A loop in NLP terms is a story or metaphor with a beginning and an end. The beginning of the story opens the loop. The conclusion of the story closes the loop. The opening of the loop, the beginning of the story, creates a sense of anticipation. When the story ends the loop is closed and that anticipation is fulfilled. Think of it like a presentation that starts by asking a question, then after describing the research and study or the question, the presentation closes with a direct answer to the original question.
Maybe you’ve seen a movie that left you feeling the ending really worked. It closed the loop perfectly.
One of the most satisfying experiences I’ve had that’s an example of a closed loop was when I first read the novel One Hundred Years Of Solitude by Gabriel Garcia Marquez (https://amzn.to/38mJFxz). It is one of those long enthralling stories that ends with such a beautiful conclusion I ponder for a moment never reading another book again. – David Barron (aka Dantalion Jones)
The Closed Loop
Thus, a closed loop represents a complete story from beginning to end. An example of a closing a loop is when a newscaster says “after this commercial break we’ll tell you how to protect yourself from the upcoming heatwave”. Then, after the commercial they will have the story about protecting yourself through a heat wave.
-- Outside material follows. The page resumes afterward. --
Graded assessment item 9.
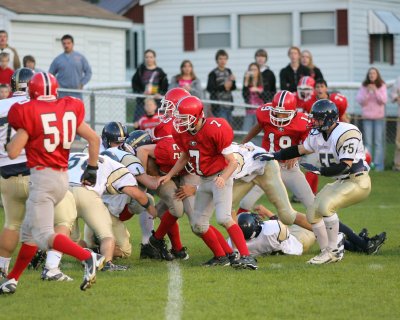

And that way the loop is opened by creating a question and then closed by answering the question. The closing of the loop is prolonged to keep you interested. When you hear a Youtuber say “Stay all the way to the end to hear the shocking details” they are intentionally creating an open loop.
Example of opening and closing a loop is an article titled “The 5 Things You Can Do To Increase Your Income” and follow it with 5 points.
As a teacher when you regularly close open loops you create a feeling of completeness. Another example of a closed loop is The 10 Step Method to Mastering Hypnosis by Jeffrey Stephens https://amzn.to/2UBOqio . This course gives, from start to finish all one needs to do hypnosis. Closed loops create the feeling of satisfaction, of “I’ve learned it all”.
The Opened Loop
A story or metaphor with open loops is created by not completely answering questions that were asked. The result is it creates a subtle dissatisfaction, as if something was missed. This can be very useful if you are up selling a product or service.
One internet marketer did this by saying “Here are the four things you can change in your daily communication to be more persuasive”. He would then mention only two of them and proceed off into another tangent. The result was it made you feel like you had missed something and made you more interested in his products and services.
Closing A Loop vs. Leaving An Open Loop
Closing a loop and leaving a loop open each have their benefits. They can each be used strategically. If you want your reader, student or listener a satisfied feeling of complete, or a feeling as if you have all the answers, consider closing all the loops you open. That means if you pose a question at the beginning of an article or story, have it answered by the conclusion.
If you want your reader, student or listener to feel curious, self motivated and wanting more, it’s a good idea to pepper your work with unanswered questions and open loops.
Loops Within Loops Within Loops (Story Within A Story…)
If you want to get creative with Loops consider putting loops within loops. This is better understood as writing a story within a story and it can be as complex and detailed as you like. This is a tool that is used in therapeutic metaphors and covert hypnosis. The structure looks like this:
Open Story A → Open Story B → Story C ← Close Story B ← Close Story A
The most important part of this story with a story (loop with loops) is the central story. This is usually the most difficult to remember because it is wrapped in so many layers of stories (loops). As a result it is held mostly at a subconscious level. Therefore it would be the central part of this long story with the most subconscious impact. In therapeutic storytelling it would have the most direct advice “live without fear”, “you are always safe”, “face down the monsters you fear most”, for example.
Loops within loops can be used in speeches and sermons. I once witnessed the entertainer Derren Brown stop in the middle of a performance. He told the audience to close their eye (they did). He then said “You will all remember enjoying this event. Some of you won’t remember any details of what happened. When you leave the theater all that happened will be erased from your memory”. He then returned to his performance as if nothing had happened. After his performance several audience members said they didn’t remember any details of the show!
Using loops in story telling and lectures make the process more fun as a presenter. Loops within your stories and presentations also makes what you doing more interesting for you audience. There is some practice needed but the results are well worth it.